The game was preceded by a one-hour informercial (David Beckham: The American Dream) that lacked the kind of journalism one might see on Frontline but provided plenty of Beckham soundbites. "I've always loved America," said Beckham, sounding like a cross between John McCain and Barack Obama. "I've always loved the American people." The show revealed that Becks would love another child and is starstruck by the likes of John Travolta and Kelly Preston.
Reporter Bonnie Bernstein provided news from the red carpet and celebrity row, which offered her an opportunity to utter the phrase "Tom-Kat" and interview the likes of Jennifer Love Hewitt, who called the 1-0 game "better than any movie premiere." (Alas, I was hoping Bernstein would ask Love Hewitt about Michael Vick. No dice.)
Not all the celebrity interviews were dreck. Actor Drew Carey, a genuine soccer diehard and amateur photographer who has taken soccer photos for Sports Illustrated, was clearly more interested in the game and could barely focus on the interview. California governor Arnold Schwarzenegger offered an interesting dissertation on the sport.
ESPN assigned 19 cameras to the game as well as a Beckham-cam focusing on every move the Pied Piper made. (ESPN 360 had its camera trained on Beckham all night). The Beckham-cam first came on at 9:11 p.m. EST and showed a shot of Beckham sitting on the bench. Scintillating stuff. But when the network got down to soccer, they had some nice moments. The extra cameras offered intriguing looks and analyst Eric Wynalda smartly pointed out for viewers that it was worth watching how Landon Donovan would do under the glare of Beckham. (Not well, at least in this game.) Best of all, Wynalda kept wondering when Victoria Beckham's glasses were coming off, a moment of welcome sarcasm for the common fan. Prior to the broadcast ESPN's coordinating producer for remote production Tom McNeeley said his network helped create the frenzy "but I think deservedly so because David Beckham is a well-known worldwide figure."

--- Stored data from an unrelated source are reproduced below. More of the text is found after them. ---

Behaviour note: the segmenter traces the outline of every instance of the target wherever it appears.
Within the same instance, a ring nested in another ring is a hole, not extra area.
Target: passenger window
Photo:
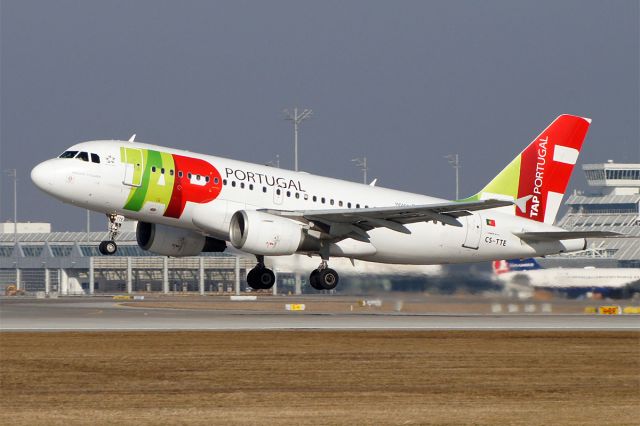
[[[324,204],[324,197],[320,198],[320,202]]]
[[[266,186],[262,187],[262,192],[267,192],[267,187]]]
[[[173,176],[173,169],[169,169],[169,175]]]
[[[233,186],[235,188],[235,186],[236,186],[236,181],[235,180],[231,181],[231,186]]]
[[[313,202],[315,203],[316,201],[318,201],[318,197],[316,197],[315,195],[313,196]]]
[[[359,208],[360,208],[360,204],[356,204],[356,209],[359,209]]]
[[[249,184],[249,191],[253,191],[253,184],[252,183]]]
[[[161,175],[163,175],[163,174],[164,174],[164,167],[162,167],[162,168],[160,169],[160,174],[161,174]]]
[[[342,201],[338,201],[338,205],[342,207]]]
[[[278,195],[282,194],[282,191],[280,191],[280,188],[276,189],[276,194]]]
[[[351,208],[351,202],[347,203],[347,208],[350,209]]]
[[[309,199],[309,194],[304,194],[305,201]]]
[[[178,177],[180,177],[180,178],[181,178],[182,176],[183,176],[183,175],[182,175],[182,170],[180,170],[180,171],[178,172]]]
[[[222,179],[222,184],[226,185],[227,184],[227,180],[226,179]]]
[[[91,154],[91,162],[100,164],[100,157],[98,154]]]
[[[193,176],[191,173],[187,173],[187,177],[188,177],[189,179],[191,179],[191,176]]]
[[[220,183],[220,179],[218,178],[213,178],[213,183],[215,183],[216,185]]]
[[[287,197],[291,197],[291,191],[287,191]]]
[[[156,166],[151,167],[151,173],[155,173],[156,172]]]
[[[200,175],[196,175],[196,180],[200,180]]]
[[[82,151],[78,154],[78,156],[76,157],[78,160],[82,160],[82,161],[89,161],[89,154],[87,154],[86,152]]]
[[[331,199],[331,201],[329,201],[329,203],[330,203],[331,205],[333,205],[333,198]]]
[[[300,198],[300,193],[296,192],[296,198]]]
[[[244,189],[244,182],[240,182],[240,188]]]
[[[62,154],[60,154],[60,157],[58,158],[73,158],[76,156],[77,153],[78,151],[65,151]]]

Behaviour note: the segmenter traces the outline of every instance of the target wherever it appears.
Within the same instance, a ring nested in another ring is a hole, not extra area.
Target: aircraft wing
[[[625,238],[626,235],[610,231],[550,231],[550,232],[514,232],[515,236],[530,241],[559,241],[576,238]]]
[[[364,209],[302,211],[263,209],[260,211],[294,220],[313,222],[314,225],[323,225],[320,226],[320,228],[332,237],[352,237],[367,241],[369,236],[366,231],[374,228],[388,228],[403,234],[410,234],[411,231],[404,226],[409,223],[435,220],[451,226],[462,226],[458,218],[469,216],[472,211],[494,209],[510,205],[513,205],[513,202],[504,200],[482,200]]]

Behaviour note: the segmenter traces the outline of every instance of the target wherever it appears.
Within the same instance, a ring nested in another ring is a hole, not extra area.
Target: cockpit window
[[[82,151],[76,156],[76,158],[78,160],[82,160],[82,161],[89,161],[89,154],[84,152],[84,151]]]
[[[92,163],[100,163],[100,156],[98,154],[91,154],[91,162]]]
[[[73,158],[76,156],[77,153],[78,151],[65,151],[62,154],[60,154],[60,157],[58,158]]]

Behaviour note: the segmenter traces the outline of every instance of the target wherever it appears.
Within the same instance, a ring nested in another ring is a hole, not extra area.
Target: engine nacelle
[[[197,232],[148,222],[138,222],[136,240],[141,249],[163,256],[197,256],[227,248],[224,241]]]
[[[264,256],[295,253],[302,245],[302,224],[255,210],[233,214],[229,228],[231,244],[238,250]]]

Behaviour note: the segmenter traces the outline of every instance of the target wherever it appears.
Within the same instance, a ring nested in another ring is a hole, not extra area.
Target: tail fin
[[[528,259],[494,260],[493,272],[497,275],[505,272],[531,271],[542,269],[540,264],[532,257]]]
[[[515,201],[517,216],[553,224],[591,119],[561,115],[482,191],[467,200]],[[466,201],[466,200],[465,200]]]

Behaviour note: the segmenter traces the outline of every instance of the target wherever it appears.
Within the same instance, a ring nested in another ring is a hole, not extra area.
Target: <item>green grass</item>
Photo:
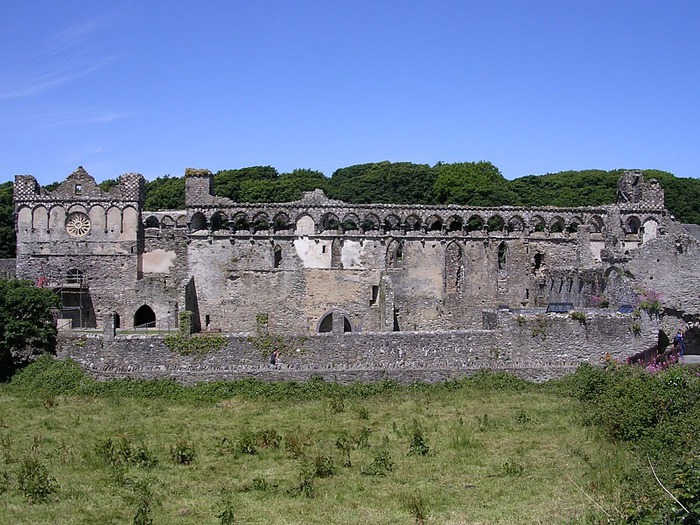
[[[198,401],[0,385],[0,523],[590,523],[603,515],[572,480],[608,512],[622,497],[627,452],[551,389],[327,388]],[[155,466],[110,465],[110,439]],[[183,444],[189,465],[171,459]],[[18,488],[28,458],[55,479],[45,502]]]

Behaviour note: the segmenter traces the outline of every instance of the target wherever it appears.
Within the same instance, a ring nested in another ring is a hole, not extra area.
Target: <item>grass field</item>
[[[0,523],[589,523],[628,456],[576,403],[468,381],[217,401],[0,385]]]

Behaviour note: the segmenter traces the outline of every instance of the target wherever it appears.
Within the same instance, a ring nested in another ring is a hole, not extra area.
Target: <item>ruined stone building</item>
[[[54,191],[16,177],[17,276],[61,295],[74,327],[280,334],[488,327],[490,313],[614,311],[660,292],[668,330],[700,314],[697,241],[641,172],[581,208],[287,203],[217,197],[188,169],[186,209],[147,212],[141,175],[109,192],[78,168]]]

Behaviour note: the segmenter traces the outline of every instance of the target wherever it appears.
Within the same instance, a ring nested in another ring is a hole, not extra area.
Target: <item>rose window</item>
[[[66,219],[66,231],[72,237],[85,237],[90,233],[90,218],[84,213],[71,213]]]

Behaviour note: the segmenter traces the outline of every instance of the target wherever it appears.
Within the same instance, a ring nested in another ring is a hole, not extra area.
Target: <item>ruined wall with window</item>
[[[678,288],[645,269],[654,258],[698,273],[696,241],[637,172],[615,204],[581,208],[355,205],[321,190],[235,203],[209,171],[185,175],[186,209],[159,212],[143,211],[140,175],[110,192],[82,168],[53,192],[18,176],[18,276],[82,290],[66,300],[84,301],[87,326],[111,311],[121,328],[169,328],[187,309],[202,330],[254,333],[264,316],[273,333],[338,334],[478,329],[503,306],[614,308],[637,276]]]

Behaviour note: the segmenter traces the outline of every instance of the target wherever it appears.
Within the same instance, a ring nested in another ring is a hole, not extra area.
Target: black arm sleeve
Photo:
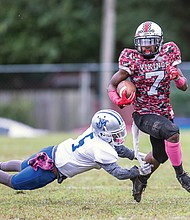
[[[124,145],[115,146],[115,150],[117,151],[119,157],[129,158],[130,160],[133,160],[135,157],[134,151]]]
[[[116,177],[119,180],[132,179],[139,175],[138,168],[136,166],[132,167],[130,170],[121,168],[117,163],[101,164],[98,163],[101,168],[106,172]]]

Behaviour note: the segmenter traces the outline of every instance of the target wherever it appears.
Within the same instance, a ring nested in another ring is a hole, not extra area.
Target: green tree
[[[165,42],[174,41],[181,49],[183,60],[190,60],[187,50],[190,38],[190,1],[187,0],[118,0],[117,51],[133,48],[136,28],[144,21],[158,23],[164,32]]]
[[[99,62],[103,0],[0,0],[0,60],[14,63]],[[157,22],[165,41],[190,60],[190,1],[116,0],[116,52],[134,47],[137,26]]]
[[[98,61],[100,0],[1,0],[1,63]]]

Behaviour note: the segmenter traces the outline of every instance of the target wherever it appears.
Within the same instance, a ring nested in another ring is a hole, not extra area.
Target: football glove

Fair enough. And we have to give credit where credit is due. Stone offered viewers a terrific moment of honesty by admitting during the broadcast that MLS ratings have been flat this year. (ESPN's MLS coverage has averaged an 0.2 rating this season.) At halftime he also called the Beckham coverage "a lovefest," a nice bit of levity from his network's hype. To wit: As Beckham started to warm up on the sideline in the second half, play-by-play announcer Dave O'Brien said there could be "a Willis Reed kind of effect" when Beckham entered. Then, perhaps realizing the zaniness of such a statement, he quickly explained it was not quite the same setting. (Indeed, Katie Holmes was not at Game 7 of the 1970 NBA Finals.)
Becks finally came in the 78th minute and O'Brien offered an elegant call "Flashbulbs everywhere because the Beckham era has begun at last." The 19 cameras were able to pick up the game's signature moment: Beckham falling to the turf during added time. ESPN was late to return to the action when showing Beckham's fall but understandably so.
The network's rating for Beckham's debut will be among its best for MLS but the challenge will be whether they can keep a couple of the curiosity seekers. "We know we are ratings-challenged with soccer and we know there is going to be a spike with this game," said McNeeley. "We hope that when he is featured in other telecasts, we have people that want to tune in."